At `t=0`, when capacitor is uncharged, its equivalent resistance is zero.
`:. R_(n et)=4+(6xx3)/(6+3)=6MOmega`
or `i_1=(18xx10^3)/(6xx10^6)A=3mA`
This will distribute in inverse ratio of resistance,
`:. i_2=3/(6+3)i_1=1mA` and `i_3=2mA`
At `t=oo` when capcitor is completely charged, equivalent resistance of capacitgor is infinite
`i_3=0,i_1=i_2=(18xx10^3)/((4+6)xx10^6)=1.8mA`
b.

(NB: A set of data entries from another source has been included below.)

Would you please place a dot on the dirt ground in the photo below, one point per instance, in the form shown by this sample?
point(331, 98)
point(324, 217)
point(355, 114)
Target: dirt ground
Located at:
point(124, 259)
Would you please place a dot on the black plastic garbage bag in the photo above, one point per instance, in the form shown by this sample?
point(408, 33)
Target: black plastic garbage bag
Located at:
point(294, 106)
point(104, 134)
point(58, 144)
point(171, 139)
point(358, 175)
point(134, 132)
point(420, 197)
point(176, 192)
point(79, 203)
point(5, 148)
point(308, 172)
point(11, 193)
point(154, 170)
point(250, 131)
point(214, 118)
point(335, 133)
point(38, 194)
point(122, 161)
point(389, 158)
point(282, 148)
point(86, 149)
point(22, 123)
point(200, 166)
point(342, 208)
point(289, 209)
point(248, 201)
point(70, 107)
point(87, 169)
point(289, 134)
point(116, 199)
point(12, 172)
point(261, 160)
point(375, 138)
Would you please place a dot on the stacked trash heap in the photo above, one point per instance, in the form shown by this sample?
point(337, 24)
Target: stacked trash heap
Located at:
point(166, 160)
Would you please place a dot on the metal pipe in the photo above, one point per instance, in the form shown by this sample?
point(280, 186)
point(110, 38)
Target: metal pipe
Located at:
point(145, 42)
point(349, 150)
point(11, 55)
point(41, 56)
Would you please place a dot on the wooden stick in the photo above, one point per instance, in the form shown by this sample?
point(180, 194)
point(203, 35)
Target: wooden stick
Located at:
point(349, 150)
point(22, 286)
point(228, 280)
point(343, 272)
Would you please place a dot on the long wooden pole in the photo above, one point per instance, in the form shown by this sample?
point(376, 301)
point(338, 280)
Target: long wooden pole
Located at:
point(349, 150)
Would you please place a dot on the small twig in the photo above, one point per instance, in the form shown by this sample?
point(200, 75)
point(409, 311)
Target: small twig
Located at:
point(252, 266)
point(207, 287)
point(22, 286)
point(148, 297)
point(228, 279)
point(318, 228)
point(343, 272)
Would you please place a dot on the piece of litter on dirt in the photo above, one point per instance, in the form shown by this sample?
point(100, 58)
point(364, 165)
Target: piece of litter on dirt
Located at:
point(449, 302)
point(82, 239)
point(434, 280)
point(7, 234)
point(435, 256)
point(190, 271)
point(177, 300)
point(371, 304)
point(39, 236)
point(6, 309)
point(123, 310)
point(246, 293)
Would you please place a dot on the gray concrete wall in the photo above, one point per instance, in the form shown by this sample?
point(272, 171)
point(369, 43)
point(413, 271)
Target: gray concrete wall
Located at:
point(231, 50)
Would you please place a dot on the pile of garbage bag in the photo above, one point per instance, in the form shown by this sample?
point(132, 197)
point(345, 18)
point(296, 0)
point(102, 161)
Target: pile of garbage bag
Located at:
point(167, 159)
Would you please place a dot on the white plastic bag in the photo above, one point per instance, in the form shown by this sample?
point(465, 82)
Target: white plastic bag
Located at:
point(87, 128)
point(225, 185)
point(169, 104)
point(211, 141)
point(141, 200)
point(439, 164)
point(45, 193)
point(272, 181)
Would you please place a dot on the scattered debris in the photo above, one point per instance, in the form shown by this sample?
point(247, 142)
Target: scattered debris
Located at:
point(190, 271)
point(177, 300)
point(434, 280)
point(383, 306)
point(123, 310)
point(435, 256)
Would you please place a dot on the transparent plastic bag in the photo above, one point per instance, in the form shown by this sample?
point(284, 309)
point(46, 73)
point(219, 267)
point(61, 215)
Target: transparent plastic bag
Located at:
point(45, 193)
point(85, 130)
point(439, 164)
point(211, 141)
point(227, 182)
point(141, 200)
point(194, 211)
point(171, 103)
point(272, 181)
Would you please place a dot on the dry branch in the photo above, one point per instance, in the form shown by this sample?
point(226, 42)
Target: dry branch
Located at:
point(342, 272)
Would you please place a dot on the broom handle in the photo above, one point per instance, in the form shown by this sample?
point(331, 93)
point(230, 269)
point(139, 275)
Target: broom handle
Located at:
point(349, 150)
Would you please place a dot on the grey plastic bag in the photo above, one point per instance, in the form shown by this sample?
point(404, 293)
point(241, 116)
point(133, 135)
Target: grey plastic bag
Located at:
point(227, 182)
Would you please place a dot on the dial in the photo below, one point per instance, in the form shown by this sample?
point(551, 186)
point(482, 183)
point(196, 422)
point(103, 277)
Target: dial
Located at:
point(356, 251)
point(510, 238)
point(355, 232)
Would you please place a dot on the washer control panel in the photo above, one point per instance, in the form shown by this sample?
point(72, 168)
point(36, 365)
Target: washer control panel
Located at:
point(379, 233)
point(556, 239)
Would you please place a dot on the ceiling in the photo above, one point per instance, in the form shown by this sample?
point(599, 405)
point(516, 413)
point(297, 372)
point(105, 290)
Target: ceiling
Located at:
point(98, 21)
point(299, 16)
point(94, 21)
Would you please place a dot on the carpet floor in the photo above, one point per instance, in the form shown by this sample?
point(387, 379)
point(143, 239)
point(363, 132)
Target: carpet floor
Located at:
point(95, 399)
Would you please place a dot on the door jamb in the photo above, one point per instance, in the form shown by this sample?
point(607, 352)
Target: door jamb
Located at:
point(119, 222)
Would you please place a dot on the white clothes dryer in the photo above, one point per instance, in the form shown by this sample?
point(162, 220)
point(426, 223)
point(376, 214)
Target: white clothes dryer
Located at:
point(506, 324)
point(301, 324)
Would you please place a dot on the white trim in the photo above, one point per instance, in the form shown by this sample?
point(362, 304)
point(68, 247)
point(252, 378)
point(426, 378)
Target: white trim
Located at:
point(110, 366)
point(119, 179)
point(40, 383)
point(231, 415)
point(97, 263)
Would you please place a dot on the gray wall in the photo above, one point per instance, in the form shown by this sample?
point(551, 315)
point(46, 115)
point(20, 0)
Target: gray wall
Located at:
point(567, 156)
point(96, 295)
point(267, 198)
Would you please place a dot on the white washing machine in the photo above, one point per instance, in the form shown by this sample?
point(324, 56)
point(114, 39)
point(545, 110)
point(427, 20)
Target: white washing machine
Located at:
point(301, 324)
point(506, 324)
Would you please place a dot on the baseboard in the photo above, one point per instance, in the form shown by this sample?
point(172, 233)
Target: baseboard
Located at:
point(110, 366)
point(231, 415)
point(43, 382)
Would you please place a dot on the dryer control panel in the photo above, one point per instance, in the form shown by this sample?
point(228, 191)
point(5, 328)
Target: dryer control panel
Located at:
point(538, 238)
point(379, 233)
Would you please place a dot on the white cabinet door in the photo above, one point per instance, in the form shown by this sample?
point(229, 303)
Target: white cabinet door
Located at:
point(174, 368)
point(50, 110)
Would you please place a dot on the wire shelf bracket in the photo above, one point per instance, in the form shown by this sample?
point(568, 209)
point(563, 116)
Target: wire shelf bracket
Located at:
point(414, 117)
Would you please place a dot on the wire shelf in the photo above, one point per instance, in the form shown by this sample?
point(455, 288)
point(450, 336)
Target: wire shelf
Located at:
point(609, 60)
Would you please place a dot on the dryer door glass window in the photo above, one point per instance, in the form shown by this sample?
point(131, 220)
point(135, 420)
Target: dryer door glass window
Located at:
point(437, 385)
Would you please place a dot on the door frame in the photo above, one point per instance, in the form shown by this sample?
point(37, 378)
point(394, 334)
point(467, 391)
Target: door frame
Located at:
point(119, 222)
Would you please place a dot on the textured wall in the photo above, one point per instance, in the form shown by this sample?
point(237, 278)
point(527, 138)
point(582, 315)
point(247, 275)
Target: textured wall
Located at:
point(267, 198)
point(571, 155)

At `t=0`
`V_2=i_2R_2=(1xx10^-3)(6xx10^6)V`
`=6kV`
At `t=oo`
`V_2=i_2R_2=(1.8xx106-3)(6xx10^6)V`
`=10.8kV`
c. to find time constant of the circuit we will have to short circuit the battery and find resistance across capacitor. In that case `R_1` and `R_2` are in parallel and they are in series with `R_3`.
`:. R_(n et)=3+(4xx6)/(4+6)=5.4MOmega`
`:. tau_C=CR_(net)=(10xx10^-6)(5.4xx10^6)`
`=54s`
`:. V_2=6+(10.8-6)(1-e^(-t/C))`
`=6+4.8(1-e^(t/54))`
Here, `V_2` is in `kV` and `t` is second.